Hormone Therapy: Health Protection Lessons from the Women’s Health Initiative
By Sharon Batt, Centres of Excellence for Women’s Health Research Bulletin, Spring 2003, Volume 3, Number 2
Argues that Canada’s current health policies nourish the rapid development and dissemination of preventive drugs, but provide few checks on their over-promotion. Discusses how the results of the Women’s Health Initiative (WHI) challenge these biased health policies. The experience of hormone therapy is a cautionary tale to Canadians engaged in the renewal of health protection policies and our health care system. NOTE: While the WHI trial on hormone therapy was halted in 2002, analyses of that trial are still being carried out, resulting in new findings. For more information, see this website.

Where can we search for reliable information about specific drugs or treatments?

This section offers a selection of searchable databases with information on specific drugs.

Therapeutics Initiative: Evidence-Based Drug Therapy
University of British Columbia 
An initiative that provides physicians and pharmacists with up-to-date, evidence-based, practical information on prescription drug therapy. An independent organization, separate from government, the pharmaceutical industry and other vested interest groups.

MedEffect Canada
Health Canada
Health Canada’s initiative to make it easier for consumers, patients, and health professionals to report adverse reactions and side effects, obtain new safety information on drugs and other health products, and learn and better understand the importance of reporting side effects.

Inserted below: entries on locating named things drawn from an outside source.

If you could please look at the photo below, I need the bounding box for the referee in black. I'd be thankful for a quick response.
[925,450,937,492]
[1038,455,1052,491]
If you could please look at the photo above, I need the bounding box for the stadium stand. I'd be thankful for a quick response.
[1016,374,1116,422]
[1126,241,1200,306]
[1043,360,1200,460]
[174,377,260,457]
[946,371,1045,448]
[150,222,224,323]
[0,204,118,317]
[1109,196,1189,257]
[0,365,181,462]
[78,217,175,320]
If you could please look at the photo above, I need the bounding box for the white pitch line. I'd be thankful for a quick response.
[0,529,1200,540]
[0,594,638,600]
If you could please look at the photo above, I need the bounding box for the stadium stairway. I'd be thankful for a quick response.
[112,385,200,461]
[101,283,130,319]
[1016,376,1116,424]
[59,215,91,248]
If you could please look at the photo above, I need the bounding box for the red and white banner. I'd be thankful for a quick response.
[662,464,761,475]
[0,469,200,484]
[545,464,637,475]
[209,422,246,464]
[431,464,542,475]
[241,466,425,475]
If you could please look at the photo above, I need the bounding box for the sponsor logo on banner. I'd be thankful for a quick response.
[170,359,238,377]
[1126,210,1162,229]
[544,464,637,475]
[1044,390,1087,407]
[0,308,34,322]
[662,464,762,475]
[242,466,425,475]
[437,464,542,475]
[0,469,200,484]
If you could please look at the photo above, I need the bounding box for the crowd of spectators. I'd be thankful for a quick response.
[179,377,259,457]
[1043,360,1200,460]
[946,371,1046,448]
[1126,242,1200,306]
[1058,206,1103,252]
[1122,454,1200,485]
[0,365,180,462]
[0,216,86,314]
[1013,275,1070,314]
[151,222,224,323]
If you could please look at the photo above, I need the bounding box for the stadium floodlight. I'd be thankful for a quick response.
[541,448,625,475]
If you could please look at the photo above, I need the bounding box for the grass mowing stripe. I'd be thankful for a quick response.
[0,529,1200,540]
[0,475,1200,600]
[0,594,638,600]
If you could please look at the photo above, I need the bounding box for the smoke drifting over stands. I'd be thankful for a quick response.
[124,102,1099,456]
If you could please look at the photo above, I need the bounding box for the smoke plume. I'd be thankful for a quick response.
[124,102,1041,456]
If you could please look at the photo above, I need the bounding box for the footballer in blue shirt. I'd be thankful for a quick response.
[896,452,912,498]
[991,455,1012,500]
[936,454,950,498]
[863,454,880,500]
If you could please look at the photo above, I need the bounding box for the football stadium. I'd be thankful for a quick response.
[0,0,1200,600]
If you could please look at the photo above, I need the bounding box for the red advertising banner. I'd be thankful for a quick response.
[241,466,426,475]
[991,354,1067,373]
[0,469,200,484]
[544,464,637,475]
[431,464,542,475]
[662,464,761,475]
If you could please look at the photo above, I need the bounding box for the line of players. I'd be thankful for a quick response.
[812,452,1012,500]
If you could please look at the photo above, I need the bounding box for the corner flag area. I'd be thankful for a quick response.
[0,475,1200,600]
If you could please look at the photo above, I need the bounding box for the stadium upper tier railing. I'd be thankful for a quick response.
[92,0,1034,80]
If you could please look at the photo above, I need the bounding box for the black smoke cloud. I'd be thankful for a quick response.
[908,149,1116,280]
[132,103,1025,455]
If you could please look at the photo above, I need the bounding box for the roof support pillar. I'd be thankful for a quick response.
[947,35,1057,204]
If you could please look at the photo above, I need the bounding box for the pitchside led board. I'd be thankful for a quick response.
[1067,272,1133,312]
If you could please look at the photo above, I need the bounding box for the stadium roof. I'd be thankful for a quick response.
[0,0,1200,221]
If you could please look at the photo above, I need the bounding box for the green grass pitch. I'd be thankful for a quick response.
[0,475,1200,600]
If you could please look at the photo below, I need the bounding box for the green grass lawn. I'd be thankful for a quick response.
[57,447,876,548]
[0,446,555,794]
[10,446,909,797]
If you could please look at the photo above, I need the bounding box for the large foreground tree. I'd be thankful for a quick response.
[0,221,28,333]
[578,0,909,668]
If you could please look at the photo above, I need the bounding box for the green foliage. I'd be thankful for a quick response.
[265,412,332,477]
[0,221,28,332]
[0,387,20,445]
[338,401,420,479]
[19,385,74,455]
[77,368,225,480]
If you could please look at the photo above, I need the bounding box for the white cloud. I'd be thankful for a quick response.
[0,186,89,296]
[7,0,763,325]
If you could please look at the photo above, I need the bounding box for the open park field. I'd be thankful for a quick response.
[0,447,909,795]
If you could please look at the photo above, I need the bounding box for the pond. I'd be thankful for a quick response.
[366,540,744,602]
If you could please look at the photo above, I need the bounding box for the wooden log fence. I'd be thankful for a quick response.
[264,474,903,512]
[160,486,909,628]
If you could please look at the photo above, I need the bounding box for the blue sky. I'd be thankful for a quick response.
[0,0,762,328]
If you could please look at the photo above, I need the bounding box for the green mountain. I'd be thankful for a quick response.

The following are all American or international sites: a note to non-American users that sometimes the brand names will not be the same as those in your home country. It’s always best to search by the generic name if you know it.

FDA Index to Drug-Specific Information
A readable website operated by the U.S. Food and Drug Administration, regulators of drugs in the United States. Contains only information about drugs for which some kind of warning has been issued – but this is a staggeringly high number of drugs.

Drugs.com
Claims to “provide free, peer-reviewed, accurate and independent advice on more than 24,000 prescription drugs, over-the-counter medicines & natural products.” Funded by the Drugsite Trust, “a privately held Trust administered by two New Zealand Pharmacists.” Includes a useful “pill identification” function on the site. Displays ad banners.

The Medical Letter
Provides useful drug information, but is somewhat limited in what is available for free. The information is comprehensive and thorough, but the language is geared more to health care practitioners than to the lay public.

Worst Pills, Best Pills
Operated by Public Citizen out of Washington DC and a very good site but provides only a limited amount of information on each drug unless you are a subscriber. They also produce a book which is updated periodically. Includes free fact sheets on the site with such topics as “Ten Rules for Safer Drug Use.”

Erowid
Deals only with psychoactive agents, including pharmaceuticals. A “member-supported organization providing access to reliable, non-judgmental information about psychoactive plants, chemicals, and related issues.” Also has a “pill identifier” function.